You had two young black men acting like pied pipers for black athletes to pool their resources to form businesses. This is one of those long forgotten moments in history. People see Magic Johnson today as a successful businessman, but for a time it was he and Thomas going shoulder to shoulder in the world of business.

Both men were equally successful on the basketball court. The NBA in the 80s was much different from today’s league. Larry Bird, great as he was, was viewed as a “great white hope.” Both Magic and Isiah, however, were able to beat Bird’s Celtics. That seems like nothing now, but back then, black people rooted against Bird and the Celtics with a passion, and seeing Johnson and then Thomas beat him made us puff out our chests a bit more.

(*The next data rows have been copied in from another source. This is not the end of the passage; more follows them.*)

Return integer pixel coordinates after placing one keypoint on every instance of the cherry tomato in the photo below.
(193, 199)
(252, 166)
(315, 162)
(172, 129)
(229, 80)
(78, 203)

By the time both men competed for the first time against one another in the 1988 NBA Finals, it was a tossup over who you would show your allegiance to. I remember waiting with baited breath for the tip off of game one. What did Thomas and Johnson do? They kissed each other at midcourt. At first brothers said, “Yo! those dudes are on some ole gay stuff!,” but we grew accustomed to them kissing at the beginning of each game. As the series grew fiercer, the conversations in the barbershops went from homosexuality to asking how could those guys go at it so hard on the court and still kiss each other. The conclusion was that they must really have been good friends.

Ironically, it is accusations and innuendos about Johnson’s sexuality that are at the heart of this rift. According to Johnson, Thomas spread rumors that he was having sex with men. Thomas, however, claims that he didn’t spread those rumors. I’m inclined to believe Thomas. If he was kissing Johnson, why would he then say that Magic was gay?

I’m disappointed in Magic. When he announced that he was HIV positive, and was retiring from basketball, he handled it like a man, with dignity. Still for all of his courage, it was Thomas who manned up for Magic to play in the 1992 NBA All-Star game. That’s true friendship. How did Magic repay him? According to his book, he refused to advocate for Isiah to play on the 1992 Olympic team. Magic summed it up by saying that “nobody wanted to play with Isiah.”

The shameful part was that Isiah made the Olympic team in 1980. However, since the US boycotted the Moscow Olympics, he didn’t play. If Magic was truly a friend, he would have stood up. The fact that he didn’t, and Isiah gave him a pass for that action, showed to some degree how highly Isiah thought of Magic. Magic should be ashamed of himself for not going to bat for his friend.

The truth is, I could care less if Magic was gay. His impact on the black community and the HIV community has been powerful; his reaction to such a petty rumor is beneath him.

Thomas has had his fair share of problems since the Bird incident including a sexual harassment suit, NY Knicks flameout and a possible suicide attempt. However, even if Magic is right to no longer be “feeling” Isiah, they had a history and a friendship that inspired millions of us. To spit on that history to sell books is worse than anything Isiah Thomas could ever have said.